A Securities Exchange Commission (SEC) complaint form regarding the hack of the DAO has been posted online by “an anonymous collective concerned with the lack of regulation in the cybercurrency sector”. The SEC is not charged with policing smart contracts or cryptocurrencies but U.S authorities routinely claim jurisdiction over any matter that involves American residents – it is therefore not out of the question that they might actually decide to act on this and at least examine the case.
The posters of the form say they have contacted the SEC “to raise awareness of the developments in Ethereum and specifically concepts like the DAO.” The SEC has declined to comment on the claims to Finance Magnates but on its ‘Tips, Complaints and Referrals’ website it seems to accept anonymous filings with a similar format.

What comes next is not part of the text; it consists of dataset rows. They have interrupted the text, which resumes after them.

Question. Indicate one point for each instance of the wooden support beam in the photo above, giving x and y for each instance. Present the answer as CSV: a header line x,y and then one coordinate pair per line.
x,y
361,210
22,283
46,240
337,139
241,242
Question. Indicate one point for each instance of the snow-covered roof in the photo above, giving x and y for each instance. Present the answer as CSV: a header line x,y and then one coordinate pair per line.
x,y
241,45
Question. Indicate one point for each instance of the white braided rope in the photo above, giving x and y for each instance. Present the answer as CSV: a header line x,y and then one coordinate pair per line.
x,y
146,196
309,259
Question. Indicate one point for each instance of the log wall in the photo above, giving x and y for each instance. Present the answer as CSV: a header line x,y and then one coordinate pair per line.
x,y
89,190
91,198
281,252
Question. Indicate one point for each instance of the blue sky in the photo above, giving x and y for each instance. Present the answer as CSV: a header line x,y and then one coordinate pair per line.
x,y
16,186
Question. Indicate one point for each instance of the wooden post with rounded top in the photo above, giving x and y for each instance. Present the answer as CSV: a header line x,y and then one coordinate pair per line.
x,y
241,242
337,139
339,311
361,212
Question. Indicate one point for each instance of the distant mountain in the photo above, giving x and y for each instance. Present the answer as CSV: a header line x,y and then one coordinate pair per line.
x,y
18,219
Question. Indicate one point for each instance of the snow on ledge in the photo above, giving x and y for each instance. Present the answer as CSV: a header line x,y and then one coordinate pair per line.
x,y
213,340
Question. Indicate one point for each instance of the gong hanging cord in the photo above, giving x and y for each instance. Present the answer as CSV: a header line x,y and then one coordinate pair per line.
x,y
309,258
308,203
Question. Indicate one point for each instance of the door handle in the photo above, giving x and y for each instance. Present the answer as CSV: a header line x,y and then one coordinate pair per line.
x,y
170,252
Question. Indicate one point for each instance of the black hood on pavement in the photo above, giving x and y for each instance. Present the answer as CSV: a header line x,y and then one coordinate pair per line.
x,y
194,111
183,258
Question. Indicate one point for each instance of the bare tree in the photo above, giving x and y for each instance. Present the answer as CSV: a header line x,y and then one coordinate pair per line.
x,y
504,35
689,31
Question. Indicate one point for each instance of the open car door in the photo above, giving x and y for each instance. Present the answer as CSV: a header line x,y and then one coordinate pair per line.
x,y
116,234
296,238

In the preamble to the message to the SEC, the group apparently writes to the blockchain community: “While we generally support the innovations in cryptography and cybercurrency, the current “wild-west” environment presents dangerous pitfalls for potential investors, as the DAO attack has shown. As such, regulation is required to protect investors in the United States and abroad.
We are currently in contact with investigators at the SEC, the ESC (European Securities Committee) and the MAS (Monetary Authority of Singapore) to explore this matter. We urge the community to reach out to both the above mentioned authorities, as well as their own national regulators to explore possible measures to protect investors and to establish liability for fraudulent investment schemes.”
The message itself contains a summary of a New York Times report of the incident and this claim: “Dear SEC Investigators, Someone close to me lost over $10000 in a cybercurrency like investment fund that was allegedly hacked for $50m shortly after. Most importantly, this investment was touted as safe and secure by its inventors and now it is the opposite. I hope the SEC can look into this and recover the funds.”